Conclusions: The latter of these CNVs represent a putative biomarker for aggressive disease and highlights a putative metastasis promoting gene. Further study of known connections to CaP suggests that the paracaspase MALT1 is the most likely target of the copy number gain and represents a potential therapeutic target. Future studies would be of interest to determine MALT1's role in aggressive CaP and the ability of this CNV region to differentiate CaP that will eventually metastasize.

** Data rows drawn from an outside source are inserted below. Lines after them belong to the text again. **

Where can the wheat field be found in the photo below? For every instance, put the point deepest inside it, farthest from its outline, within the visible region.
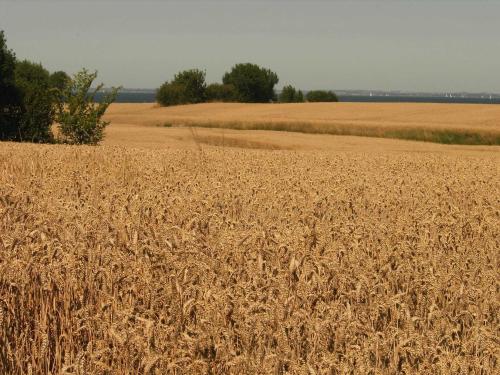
(441, 123)
(212, 251)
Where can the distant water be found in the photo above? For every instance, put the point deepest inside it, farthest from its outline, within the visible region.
(149, 97)
(418, 99)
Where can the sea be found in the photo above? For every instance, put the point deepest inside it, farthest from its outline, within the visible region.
(148, 96)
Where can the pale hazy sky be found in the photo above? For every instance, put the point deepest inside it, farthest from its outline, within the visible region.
(432, 45)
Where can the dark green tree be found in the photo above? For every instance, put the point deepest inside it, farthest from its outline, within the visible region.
(217, 92)
(187, 87)
(300, 97)
(38, 102)
(10, 96)
(290, 95)
(321, 96)
(253, 83)
(194, 84)
(170, 94)
(80, 116)
(59, 80)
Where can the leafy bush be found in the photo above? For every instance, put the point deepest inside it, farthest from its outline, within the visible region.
(37, 100)
(290, 95)
(80, 117)
(253, 83)
(59, 80)
(10, 96)
(321, 96)
(187, 87)
(170, 94)
(217, 92)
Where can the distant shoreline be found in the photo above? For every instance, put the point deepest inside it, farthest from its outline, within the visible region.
(148, 96)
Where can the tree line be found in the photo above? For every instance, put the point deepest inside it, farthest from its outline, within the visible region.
(245, 83)
(39, 106)
(32, 101)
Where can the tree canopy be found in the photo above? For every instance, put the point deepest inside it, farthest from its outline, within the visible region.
(187, 87)
(291, 95)
(38, 101)
(321, 96)
(253, 83)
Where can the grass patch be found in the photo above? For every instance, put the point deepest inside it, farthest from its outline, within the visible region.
(435, 135)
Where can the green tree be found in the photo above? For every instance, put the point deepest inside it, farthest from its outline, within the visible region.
(59, 80)
(300, 97)
(217, 92)
(10, 96)
(253, 83)
(80, 116)
(170, 94)
(38, 102)
(321, 96)
(194, 84)
(290, 95)
(187, 87)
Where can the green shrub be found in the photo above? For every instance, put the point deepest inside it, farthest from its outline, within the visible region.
(290, 95)
(253, 83)
(217, 92)
(321, 96)
(187, 87)
(80, 117)
(171, 94)
(38, 102)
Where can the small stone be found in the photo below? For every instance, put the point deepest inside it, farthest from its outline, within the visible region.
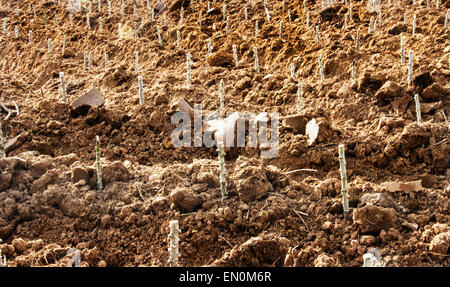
(440, 243)
(323, 260)
(397, 29)
(243, 207)
(327, 225)
(79, 173)
(389, 91)
(20, 245)
(5, 181)
(186, 200)
(367, 240)
(220, 59)
(434, 93)
(372, 218)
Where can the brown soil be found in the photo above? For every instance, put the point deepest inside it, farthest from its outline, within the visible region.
(48, 195)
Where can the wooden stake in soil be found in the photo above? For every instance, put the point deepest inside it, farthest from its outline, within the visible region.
(63, 87)
(158, 32)
(351, 11)
(236, 62)
(178, 40)
(141, 90)
(322, 75)
(353, 71)
(418, 114)
(344, 188)
(299, 96)
(318, 34)
(255, 54)
(402, 49)
(136, 61)
(2, 148)
(209, 45)
(357, 39)
(90, 61)
(106, 62)
(292, 69)
(221, 96)
(188, 70)
(100, 23)
(281, 29)
(64, 45)
(446, 18)
(174, 241)
(410, 67)
(98, 164)
(88, 21)
(222, 172)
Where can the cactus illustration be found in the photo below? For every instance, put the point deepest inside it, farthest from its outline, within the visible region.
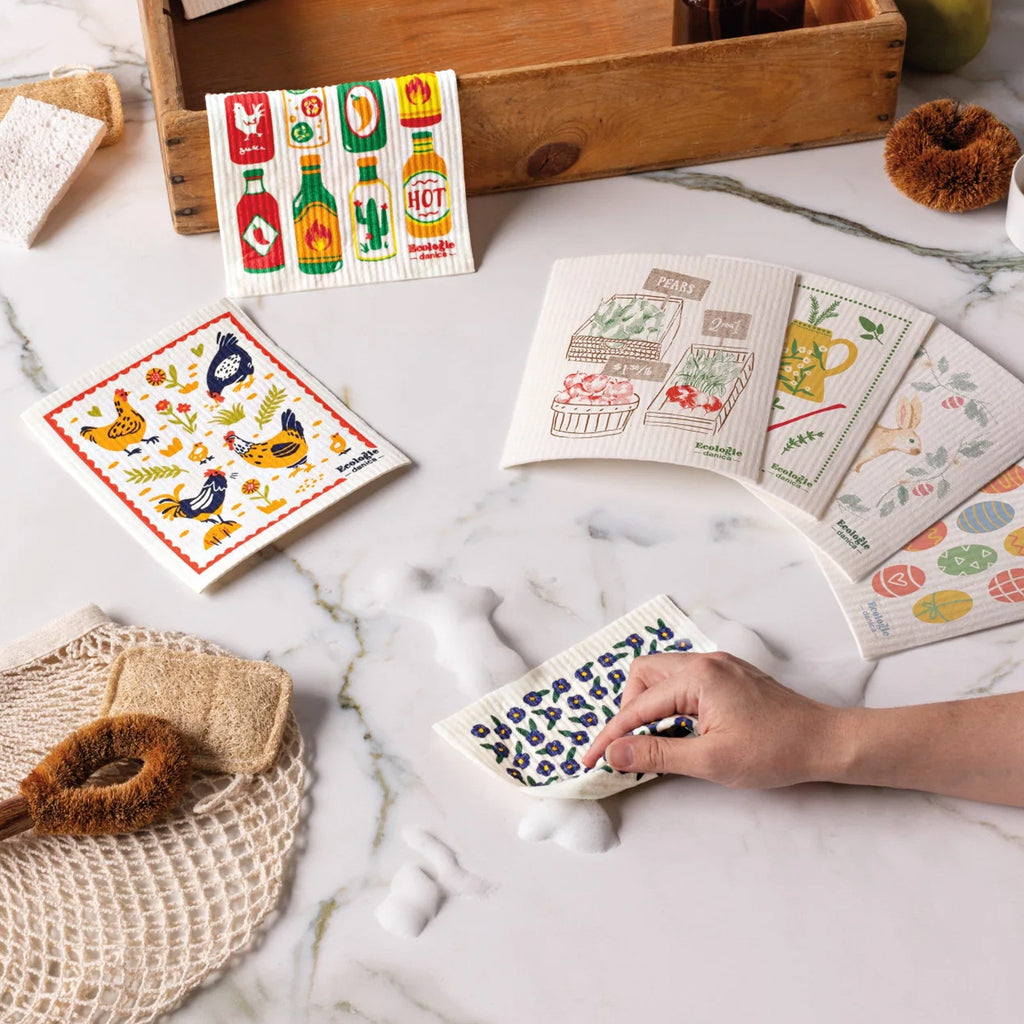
(375, 220)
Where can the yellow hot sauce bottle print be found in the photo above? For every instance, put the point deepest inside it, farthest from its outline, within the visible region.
(317, 233)
(427, 198)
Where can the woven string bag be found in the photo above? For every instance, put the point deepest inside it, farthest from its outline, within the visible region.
(121, 928)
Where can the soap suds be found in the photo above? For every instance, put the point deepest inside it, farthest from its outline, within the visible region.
(839, 681)
(413, 901)
(417, 893)
(459, 614)
(581, 825)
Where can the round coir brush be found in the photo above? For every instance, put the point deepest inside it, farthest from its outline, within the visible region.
(62, 795)
(951, 156)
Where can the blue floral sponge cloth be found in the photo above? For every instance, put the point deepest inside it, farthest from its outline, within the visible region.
(534, 731)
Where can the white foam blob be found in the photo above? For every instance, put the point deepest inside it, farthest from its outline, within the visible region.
(581, 825)
(839, 681)
(444, 864)
(413, 901)
(459, 614)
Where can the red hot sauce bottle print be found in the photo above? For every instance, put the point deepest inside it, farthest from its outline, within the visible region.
(259, 226)
(250, 132)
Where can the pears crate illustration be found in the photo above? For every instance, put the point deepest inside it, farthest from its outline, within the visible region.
(547, 94)
(637, 327)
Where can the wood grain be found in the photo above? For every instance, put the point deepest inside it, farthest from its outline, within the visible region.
(582, 116)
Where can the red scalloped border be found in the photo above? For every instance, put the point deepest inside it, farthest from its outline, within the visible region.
(199, 569)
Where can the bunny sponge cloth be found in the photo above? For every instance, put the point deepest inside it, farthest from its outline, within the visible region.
(951, 157)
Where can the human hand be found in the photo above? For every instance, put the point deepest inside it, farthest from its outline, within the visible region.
(755, 733)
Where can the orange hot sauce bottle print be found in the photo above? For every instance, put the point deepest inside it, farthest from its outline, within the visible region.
(425, 188)
(317, 233)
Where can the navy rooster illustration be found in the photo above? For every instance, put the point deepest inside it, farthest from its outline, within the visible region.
(229, 365)
(205, 505)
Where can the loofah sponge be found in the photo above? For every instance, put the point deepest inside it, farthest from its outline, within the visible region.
(42, 148)
(951, 157)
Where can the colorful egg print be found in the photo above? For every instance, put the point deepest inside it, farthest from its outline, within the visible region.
(943, 606)
(1014, 542)
(968, 559)
(898, 581)
(931, 538)
(1008, 586)
(984, 517)
(1009, 480)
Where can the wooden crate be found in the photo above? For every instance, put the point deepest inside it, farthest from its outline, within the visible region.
(550, 90)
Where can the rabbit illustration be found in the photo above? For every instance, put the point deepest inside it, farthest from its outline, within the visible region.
(902, 437)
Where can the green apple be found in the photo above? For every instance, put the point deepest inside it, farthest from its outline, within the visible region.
(942, 35)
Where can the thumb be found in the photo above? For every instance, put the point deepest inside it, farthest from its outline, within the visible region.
(678, 756)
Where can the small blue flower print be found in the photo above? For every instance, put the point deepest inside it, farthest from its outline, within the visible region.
(663, 632)
(681, 645)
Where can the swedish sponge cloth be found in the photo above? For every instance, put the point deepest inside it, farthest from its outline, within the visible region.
(42, 148)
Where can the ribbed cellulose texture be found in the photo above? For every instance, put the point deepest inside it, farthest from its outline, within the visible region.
(114, 929)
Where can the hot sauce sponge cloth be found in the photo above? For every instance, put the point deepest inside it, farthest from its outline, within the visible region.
(230, 711)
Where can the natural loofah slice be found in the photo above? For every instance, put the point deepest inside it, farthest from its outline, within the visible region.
(42, 148)
(230, 711)
(77, 88)
(951, 157)
(60, 804)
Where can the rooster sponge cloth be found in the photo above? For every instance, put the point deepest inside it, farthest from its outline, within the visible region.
(128, 939)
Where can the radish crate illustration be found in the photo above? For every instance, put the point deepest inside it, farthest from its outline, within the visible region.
(702, 389)
(207, 442)
(636, 326)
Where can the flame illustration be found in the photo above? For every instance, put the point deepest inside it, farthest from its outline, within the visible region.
(365, 110)
(417, 91)
(318, 237)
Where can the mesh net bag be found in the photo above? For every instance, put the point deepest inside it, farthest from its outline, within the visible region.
(121, 928)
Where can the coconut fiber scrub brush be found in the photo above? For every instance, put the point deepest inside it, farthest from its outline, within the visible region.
(62, 795)
(951, 157)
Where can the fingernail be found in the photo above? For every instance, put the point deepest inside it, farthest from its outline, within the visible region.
(620, 755)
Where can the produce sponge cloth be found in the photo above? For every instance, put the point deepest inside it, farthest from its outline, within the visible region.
(42, 148)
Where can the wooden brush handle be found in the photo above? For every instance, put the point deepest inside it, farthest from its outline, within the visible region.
(14, 817)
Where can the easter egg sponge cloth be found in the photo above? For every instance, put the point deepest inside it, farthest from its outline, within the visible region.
(950, 156)
(230, 711)
(42, 148)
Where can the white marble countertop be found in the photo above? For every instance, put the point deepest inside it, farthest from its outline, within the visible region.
(809, 904)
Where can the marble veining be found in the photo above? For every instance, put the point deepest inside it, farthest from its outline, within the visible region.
(780, 904)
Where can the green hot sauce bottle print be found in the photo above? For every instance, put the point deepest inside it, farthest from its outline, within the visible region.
(370, 204)
(317, 233)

Keywords: Array CGH; Chromosome 18; MALT1; Outcome; Prostate cancer.

Fig. 1.

Primary prostate tissues were obtained from the University of Texas Health Science Center Genitourinary Tissue Bank. A minimum of 5-year clinical follow up data was collected for each patient with non-progressing disease. Primary tumor tissues were characterized on outcome as No evidence of disease (NED) or confirmed Metastasis (MET) following prostatectomy. Final analysis including a total of 17 METs and 17 NEDs.

Fig. 2.

Two significant copy number gains on 18q associated with patient outcome were identified by arrayCGH. (A) In NED outcome tumors (5 of 17 samples) copy number gain at chromosomal location 18q11.2 was statistically associated with good outcome as analyzed via the Default Analysis Method-CGH v2 Agilent Cytogenomic software. (B) In MET outcome tumors (6 of 17 samples), copy number gain at 18q21.32 was statistically associated with poor outcome.

Fig. 3.

Immunohistochemical quantification of protein expression of MALT1, ALPK2, and NEDD4L genes located within the gain at 18q21.31. (A) Tumor tissue from MET outcome patients that showed no copy number gain at 18q21.31 show positive stain for MALT1, ALPK2, and NEDD4L. (B) Tumor tissue from patients with the gain show increased staining of MALT1 and NEDD4L, while ALPK2 shows no clear increase in stain. (C) Average H-scores based on intensity of the staining of cancerous glands indicate higher expression of both MALT1 and NEDD4L in samples that contain the chromosomal gain, while ALPK2 shows the decreased expression.